StanfordLegion / legion

The Legion Parallel Programming System
https://legion.stanford.edu
Apache License 2.0
657 stars 146 forks source link

Regent: Implement vectorization on ARM #1676

Open elliottslaughter opened 2 months ago

elliottslaughter commented 2 months ago

We're missing the case for ARM here:

https://gitlab.com/StanfordLegion/legion/-/blob/d44c4d4062cb726a64aba19c023844ec62ef1077/language/src/regent/vectorize_loops.t#L101

In addition to some severely lacking CPU detection logic:

https://gitlab.com/StanfordLegion/legion/-/blob/d44c4d4062cb726a64aba19c023844ec62ef1077/language/src/regent/vectorize_loops.t#L33-40

This results in us attempting to generate x86 intrinsics for ARM, which obviously fails.

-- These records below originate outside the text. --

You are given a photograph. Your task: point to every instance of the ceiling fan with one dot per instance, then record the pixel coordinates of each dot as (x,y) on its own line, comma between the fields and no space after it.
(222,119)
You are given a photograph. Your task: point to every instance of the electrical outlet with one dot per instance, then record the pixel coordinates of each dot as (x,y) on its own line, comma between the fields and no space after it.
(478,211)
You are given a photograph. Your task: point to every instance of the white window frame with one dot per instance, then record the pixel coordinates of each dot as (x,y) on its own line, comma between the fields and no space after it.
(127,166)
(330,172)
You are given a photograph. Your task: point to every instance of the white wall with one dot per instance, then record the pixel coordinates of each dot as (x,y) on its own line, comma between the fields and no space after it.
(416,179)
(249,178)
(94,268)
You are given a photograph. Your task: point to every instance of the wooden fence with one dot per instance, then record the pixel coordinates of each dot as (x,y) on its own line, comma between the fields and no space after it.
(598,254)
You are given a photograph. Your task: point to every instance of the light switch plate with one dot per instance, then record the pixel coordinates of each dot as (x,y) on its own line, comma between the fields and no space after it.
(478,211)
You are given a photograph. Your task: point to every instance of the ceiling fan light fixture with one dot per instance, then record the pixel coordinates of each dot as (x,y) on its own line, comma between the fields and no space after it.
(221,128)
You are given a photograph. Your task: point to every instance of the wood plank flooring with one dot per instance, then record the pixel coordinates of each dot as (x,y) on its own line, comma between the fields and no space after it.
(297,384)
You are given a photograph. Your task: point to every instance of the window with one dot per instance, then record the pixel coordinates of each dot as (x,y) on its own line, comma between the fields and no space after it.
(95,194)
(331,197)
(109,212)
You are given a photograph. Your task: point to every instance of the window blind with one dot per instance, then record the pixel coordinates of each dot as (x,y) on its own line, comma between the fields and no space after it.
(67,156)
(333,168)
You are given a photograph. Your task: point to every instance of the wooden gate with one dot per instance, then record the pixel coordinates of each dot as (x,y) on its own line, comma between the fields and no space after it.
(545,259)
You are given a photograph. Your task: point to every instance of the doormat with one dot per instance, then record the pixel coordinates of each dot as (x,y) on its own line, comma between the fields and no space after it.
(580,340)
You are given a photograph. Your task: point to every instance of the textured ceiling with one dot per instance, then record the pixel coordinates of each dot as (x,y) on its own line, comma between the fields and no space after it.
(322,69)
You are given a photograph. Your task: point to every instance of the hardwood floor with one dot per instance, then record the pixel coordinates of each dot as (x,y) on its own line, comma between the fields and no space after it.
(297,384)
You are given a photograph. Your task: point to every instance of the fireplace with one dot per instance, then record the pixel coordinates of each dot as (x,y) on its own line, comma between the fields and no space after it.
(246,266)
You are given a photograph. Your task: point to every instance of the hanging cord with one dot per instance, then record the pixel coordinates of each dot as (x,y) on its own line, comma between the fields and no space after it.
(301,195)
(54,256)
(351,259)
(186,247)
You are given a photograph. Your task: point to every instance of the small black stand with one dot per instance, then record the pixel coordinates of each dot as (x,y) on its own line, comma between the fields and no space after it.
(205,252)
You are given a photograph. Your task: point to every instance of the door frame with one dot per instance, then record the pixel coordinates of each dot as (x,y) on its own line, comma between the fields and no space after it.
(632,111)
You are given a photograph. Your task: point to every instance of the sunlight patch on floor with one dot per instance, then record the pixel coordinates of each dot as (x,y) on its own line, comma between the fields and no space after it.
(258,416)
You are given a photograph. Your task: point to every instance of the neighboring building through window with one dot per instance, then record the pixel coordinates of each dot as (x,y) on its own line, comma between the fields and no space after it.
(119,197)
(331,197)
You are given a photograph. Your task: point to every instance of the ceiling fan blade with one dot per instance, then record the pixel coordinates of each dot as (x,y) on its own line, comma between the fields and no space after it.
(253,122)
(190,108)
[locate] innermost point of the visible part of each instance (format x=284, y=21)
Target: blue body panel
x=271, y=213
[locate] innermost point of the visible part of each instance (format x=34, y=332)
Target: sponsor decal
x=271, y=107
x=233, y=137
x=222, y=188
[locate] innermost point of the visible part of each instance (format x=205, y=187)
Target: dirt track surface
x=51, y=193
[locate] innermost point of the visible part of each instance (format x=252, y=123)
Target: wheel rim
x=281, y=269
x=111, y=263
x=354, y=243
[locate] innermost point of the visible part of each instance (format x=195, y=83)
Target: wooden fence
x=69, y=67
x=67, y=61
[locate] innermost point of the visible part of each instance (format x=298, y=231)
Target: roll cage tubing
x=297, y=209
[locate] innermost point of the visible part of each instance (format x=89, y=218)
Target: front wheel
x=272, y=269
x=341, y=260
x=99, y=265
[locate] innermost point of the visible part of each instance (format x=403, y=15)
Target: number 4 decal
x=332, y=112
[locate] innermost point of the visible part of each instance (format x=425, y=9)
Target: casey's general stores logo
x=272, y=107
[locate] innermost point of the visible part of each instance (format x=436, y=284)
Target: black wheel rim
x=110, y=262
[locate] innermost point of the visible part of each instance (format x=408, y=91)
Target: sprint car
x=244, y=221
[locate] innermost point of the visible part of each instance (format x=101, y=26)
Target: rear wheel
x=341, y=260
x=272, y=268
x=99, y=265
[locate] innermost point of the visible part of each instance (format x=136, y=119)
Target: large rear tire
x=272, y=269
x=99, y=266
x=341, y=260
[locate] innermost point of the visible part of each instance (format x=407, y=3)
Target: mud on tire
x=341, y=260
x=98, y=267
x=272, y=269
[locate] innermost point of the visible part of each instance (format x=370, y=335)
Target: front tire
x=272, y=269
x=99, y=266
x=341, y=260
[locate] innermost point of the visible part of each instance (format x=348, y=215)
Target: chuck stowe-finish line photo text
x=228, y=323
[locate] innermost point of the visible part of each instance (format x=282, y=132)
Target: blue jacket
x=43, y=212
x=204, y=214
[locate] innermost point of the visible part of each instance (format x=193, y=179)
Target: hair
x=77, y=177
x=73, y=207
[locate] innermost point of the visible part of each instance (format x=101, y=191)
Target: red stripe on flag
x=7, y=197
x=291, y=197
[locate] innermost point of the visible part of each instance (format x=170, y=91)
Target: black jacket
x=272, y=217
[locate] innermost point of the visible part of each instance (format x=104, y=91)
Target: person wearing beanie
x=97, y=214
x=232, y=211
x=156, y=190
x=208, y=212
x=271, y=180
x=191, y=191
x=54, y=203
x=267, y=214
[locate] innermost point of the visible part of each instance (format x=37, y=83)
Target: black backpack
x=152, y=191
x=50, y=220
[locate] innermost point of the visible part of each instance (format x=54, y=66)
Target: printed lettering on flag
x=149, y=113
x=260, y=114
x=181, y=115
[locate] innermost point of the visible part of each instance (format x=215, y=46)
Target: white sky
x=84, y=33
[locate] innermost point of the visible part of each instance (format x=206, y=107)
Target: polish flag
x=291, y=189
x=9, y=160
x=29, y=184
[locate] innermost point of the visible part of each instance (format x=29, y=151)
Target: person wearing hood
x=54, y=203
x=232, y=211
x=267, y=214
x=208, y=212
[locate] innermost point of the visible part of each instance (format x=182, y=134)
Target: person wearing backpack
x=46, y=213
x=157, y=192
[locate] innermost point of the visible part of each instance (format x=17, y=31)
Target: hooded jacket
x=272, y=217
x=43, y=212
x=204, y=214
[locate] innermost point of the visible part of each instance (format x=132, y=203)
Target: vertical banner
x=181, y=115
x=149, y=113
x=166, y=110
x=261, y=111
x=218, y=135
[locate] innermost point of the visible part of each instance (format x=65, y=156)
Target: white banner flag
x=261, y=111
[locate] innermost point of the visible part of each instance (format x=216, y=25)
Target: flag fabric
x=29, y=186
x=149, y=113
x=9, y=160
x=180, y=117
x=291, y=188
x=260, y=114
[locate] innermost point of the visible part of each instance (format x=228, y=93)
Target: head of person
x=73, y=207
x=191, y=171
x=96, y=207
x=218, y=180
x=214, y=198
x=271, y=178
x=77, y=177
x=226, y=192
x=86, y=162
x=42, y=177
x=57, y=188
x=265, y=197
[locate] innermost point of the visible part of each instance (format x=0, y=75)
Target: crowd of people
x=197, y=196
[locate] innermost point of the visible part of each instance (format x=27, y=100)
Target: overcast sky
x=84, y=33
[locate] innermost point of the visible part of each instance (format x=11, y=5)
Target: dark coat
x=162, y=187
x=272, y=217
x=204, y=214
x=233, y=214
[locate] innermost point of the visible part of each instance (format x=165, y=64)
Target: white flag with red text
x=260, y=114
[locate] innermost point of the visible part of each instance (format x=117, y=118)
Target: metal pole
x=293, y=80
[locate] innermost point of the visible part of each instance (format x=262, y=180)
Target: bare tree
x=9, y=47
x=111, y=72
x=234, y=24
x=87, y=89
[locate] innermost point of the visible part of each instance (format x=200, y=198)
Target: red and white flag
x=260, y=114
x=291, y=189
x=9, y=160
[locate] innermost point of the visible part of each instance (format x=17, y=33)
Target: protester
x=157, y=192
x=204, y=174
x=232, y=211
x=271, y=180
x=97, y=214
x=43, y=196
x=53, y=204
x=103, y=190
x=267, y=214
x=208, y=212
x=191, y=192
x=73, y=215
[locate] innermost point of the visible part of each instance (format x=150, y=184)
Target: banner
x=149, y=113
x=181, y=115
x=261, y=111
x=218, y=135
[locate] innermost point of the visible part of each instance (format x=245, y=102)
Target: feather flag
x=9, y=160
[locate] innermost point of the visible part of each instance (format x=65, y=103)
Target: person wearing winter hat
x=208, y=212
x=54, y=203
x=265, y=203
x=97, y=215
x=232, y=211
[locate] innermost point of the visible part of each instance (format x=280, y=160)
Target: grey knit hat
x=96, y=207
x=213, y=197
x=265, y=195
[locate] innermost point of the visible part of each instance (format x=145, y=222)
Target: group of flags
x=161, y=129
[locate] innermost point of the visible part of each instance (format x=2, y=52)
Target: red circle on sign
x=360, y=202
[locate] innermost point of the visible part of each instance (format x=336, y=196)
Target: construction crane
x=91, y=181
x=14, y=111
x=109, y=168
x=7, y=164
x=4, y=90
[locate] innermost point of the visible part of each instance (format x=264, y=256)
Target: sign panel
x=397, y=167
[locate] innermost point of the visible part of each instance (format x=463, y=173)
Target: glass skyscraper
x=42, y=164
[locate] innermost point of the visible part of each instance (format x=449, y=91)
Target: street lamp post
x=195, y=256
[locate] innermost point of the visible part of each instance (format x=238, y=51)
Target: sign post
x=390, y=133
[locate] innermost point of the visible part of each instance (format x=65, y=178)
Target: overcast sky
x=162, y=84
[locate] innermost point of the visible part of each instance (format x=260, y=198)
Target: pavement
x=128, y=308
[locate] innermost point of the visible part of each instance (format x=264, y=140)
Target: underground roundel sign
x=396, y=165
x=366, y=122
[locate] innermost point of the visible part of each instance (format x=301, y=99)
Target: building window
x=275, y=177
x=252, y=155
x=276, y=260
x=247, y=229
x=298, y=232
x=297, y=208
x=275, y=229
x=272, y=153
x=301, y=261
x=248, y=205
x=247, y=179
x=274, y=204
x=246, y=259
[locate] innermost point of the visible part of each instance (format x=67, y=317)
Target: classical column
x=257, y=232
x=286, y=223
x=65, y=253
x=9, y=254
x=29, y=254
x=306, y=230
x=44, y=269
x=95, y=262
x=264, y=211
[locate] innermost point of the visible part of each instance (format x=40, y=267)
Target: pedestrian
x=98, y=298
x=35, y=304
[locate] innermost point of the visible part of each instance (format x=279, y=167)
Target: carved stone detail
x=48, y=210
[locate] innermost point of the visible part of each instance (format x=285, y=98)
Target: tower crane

elliottslaughter commented 2 months ago

I put in an initial change to just shut off vectorization, for now:

https://gitlab.com/StanfordLegion/legion/-/merge_requests/1205

I can't find good documentation on the ARM instruction set so I've been looking through random LLVM tests trying to find the names of the intrinsics. I see:

https://github.com/llvm/llvm-project/blob/main/llvm/test/CodeGen/ARM/vpadd.ll#L64

But this is a 64-bit (?!) vector and I see no options for larger vector widths or for 64-bit floating point.

elliottslaughter commented 2 months ago

I merged the change to disable the vectorizer so that at least we're not generating invalid vector intrinsics for ARM now.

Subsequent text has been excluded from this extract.